Nigeria’s NNPC silent on $6.8 billion fraudulent oil deals with Swiss firms

November 08, 2013 | Earnings Reports, Economy

NNPC Head Office, Abuja, Nigeria

NNPC Head Office, Abuja, Nigeria

Lagos – Nigeria’s state-owned energy group, the Nigerian National Petroleum Corporation (NNPC) has kept mum days after a Swiss-based non-governmental group, Berne Declaration, accused the corporation of conniving with major Swiss oil firms to defraud Nigeria of billions of dollars from crude oil deals.

The group, through its recently released report, “Swiss Traders’ Opaque Deals in Nigeria,” described NNPC’s oil deals with the Swiss traders as the greatest fraud Africa has ever known.

The report said: “No less than 6.8 billion dollars of unjustifiable subsidies were paid out in 2009 and 2011 – that is the equivalent of nearly four times the Nigerian healthcare budget for 2013.”

It said, “the all-powerful national company, the NNPC, categorised as the most opaque national oil company on the planet, itself is evidence of Nigeria’s ‘resource curse’ at work.”

The first and third largest Swiss enterprise in terms of turnover in 2012, Vitol and Trafigura, outclassed their competitors through opaque partnerships with the NNPC to defraud Nigeria, it said.

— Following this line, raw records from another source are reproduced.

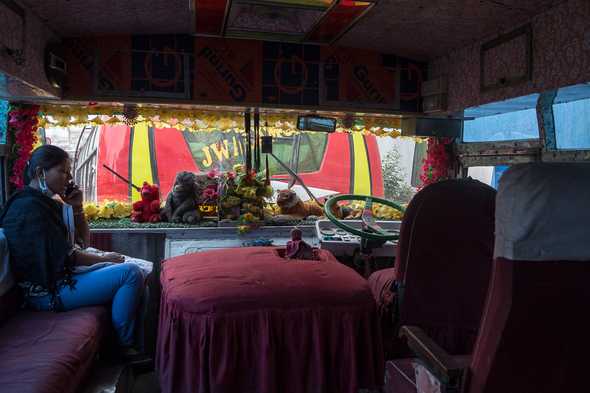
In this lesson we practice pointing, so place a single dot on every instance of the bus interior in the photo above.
(384, 196)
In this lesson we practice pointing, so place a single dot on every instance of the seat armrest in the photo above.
(447, 368)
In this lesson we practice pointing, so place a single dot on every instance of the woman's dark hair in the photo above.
(44, 157)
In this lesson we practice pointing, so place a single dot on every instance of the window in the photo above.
(572, 124)
(336, 163)
(509, 120)
(503, 127)
(489, 175)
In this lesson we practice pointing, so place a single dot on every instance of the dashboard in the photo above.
(343, 244)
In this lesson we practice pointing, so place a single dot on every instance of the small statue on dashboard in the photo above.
(293, 208)
(181, 204)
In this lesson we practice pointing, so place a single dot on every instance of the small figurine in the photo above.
(148, 208)
(293, 208)
(297, 248)
(181, 204)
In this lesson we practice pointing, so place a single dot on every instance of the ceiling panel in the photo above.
(91, 17)
(419, 29)
(425, 29)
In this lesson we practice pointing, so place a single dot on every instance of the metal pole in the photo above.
(257, 141)
(248, 141)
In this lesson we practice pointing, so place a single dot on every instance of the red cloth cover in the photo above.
(246, 320)
(534, 334)
(400, 376)
(46, 352)
(443, 265)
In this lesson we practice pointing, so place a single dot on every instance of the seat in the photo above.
(44, 352)
(444, 252)
(534, 332)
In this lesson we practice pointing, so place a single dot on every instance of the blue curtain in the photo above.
(4, 108)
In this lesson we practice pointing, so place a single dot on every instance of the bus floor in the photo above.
(116, 377)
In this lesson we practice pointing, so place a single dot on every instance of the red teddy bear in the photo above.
(148, 209)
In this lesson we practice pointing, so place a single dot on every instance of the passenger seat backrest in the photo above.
(448, 261)
(535, 333)
(9, 293)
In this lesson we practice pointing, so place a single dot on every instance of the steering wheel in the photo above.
(370, 229)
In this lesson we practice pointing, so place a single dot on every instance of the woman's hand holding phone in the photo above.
(73, 196)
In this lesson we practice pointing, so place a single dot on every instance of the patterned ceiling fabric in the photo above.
(435, 26)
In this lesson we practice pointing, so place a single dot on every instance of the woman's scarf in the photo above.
(38, 242)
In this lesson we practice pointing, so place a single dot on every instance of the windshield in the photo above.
(329, 164)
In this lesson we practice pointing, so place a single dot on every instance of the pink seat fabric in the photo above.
(248, 320)
(534, 336)
(443, 266)
(46, 352)
(400, 376)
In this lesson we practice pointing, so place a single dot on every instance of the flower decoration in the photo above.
(210, 194)
(130, 114)
(22, 131)
(277, 124)
(436, 163)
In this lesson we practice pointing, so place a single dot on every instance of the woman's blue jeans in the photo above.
(121, 284)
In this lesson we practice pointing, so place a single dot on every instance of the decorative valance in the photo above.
(199, 120)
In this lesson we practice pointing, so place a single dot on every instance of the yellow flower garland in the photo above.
(197, 120)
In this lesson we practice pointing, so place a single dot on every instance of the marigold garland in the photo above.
(436, 163)
(22, 131)
(275, 124)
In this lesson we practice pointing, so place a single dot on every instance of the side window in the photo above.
(509, 120)
(572, 124)
(282, 147)
(509, 126)
(216, 150)
(312, 147)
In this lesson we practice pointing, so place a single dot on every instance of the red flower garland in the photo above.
(436, 163)
(22, 128)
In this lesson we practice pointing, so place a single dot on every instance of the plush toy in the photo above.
(293, 207)
(297, 248)
(148, 209)
(181, 203)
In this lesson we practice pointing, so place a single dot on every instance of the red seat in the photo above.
(444, 253)
(534, 332)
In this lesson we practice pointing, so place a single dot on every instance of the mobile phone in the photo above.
(70, 188)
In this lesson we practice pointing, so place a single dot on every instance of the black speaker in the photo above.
(266, 146)
(55, 66)
(425, 126)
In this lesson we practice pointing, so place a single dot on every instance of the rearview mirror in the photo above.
(316, 123)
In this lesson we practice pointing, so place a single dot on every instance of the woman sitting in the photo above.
(54, 273)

It notes that more than half of Nigerian crude oil exports pass through Switzerland and that Nigeria is the only major producing company that sells 100 per cent of its crude oil to private traders, rather than marketing it itself and benefiting from the resulting added value.

It further gave instances to show how oil sales between the NNPC and the Swiss partners were carried out at prices lower than the market rates, adding that seven of the Nigerian ‘importers’ involved in this fraud have a subsidiary in Switzerland.

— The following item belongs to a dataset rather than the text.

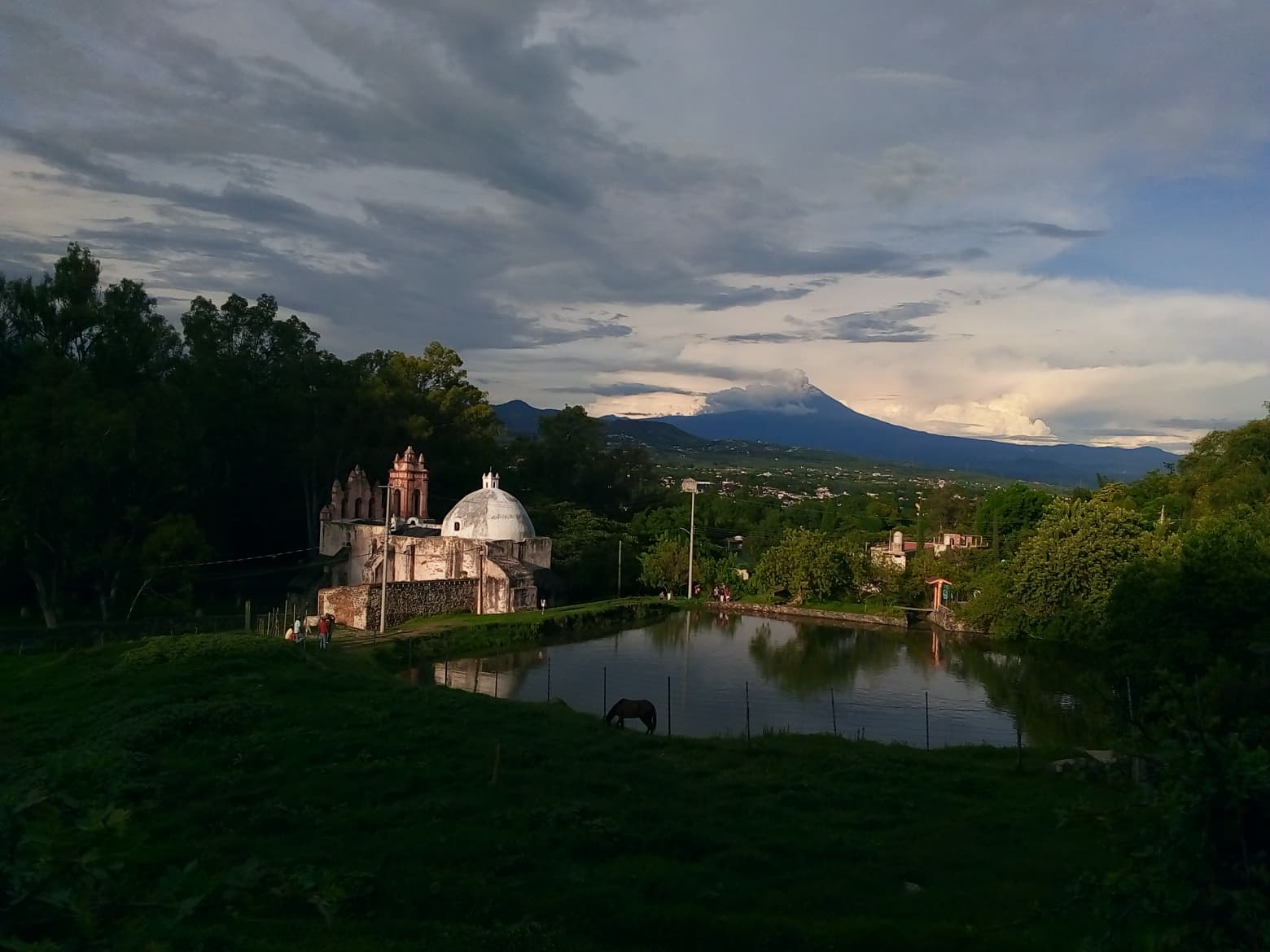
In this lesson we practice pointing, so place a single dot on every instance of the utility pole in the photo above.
(690, 487)
(383, 568)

The report indicts the NNPC thus: “Swiss traders do not acquire this crude oil based on public and transparent calls for tender… each year the NNPC grants the allocations of exports under obscure conditions and on the basis of criteria that are unknown outside the restricted circle of the decision makers.”

The Berne Declaration said the profit generated by NNPC and its Swiss partners escape state coffers, adding that any profits that are collected in Nigeria for the state don’t get through.

Meanwhile, efforts to get reactions from the NNPC spokesperson, Mrs Tumini E. Green, were unsuccessful as calls put to her phone were not returned.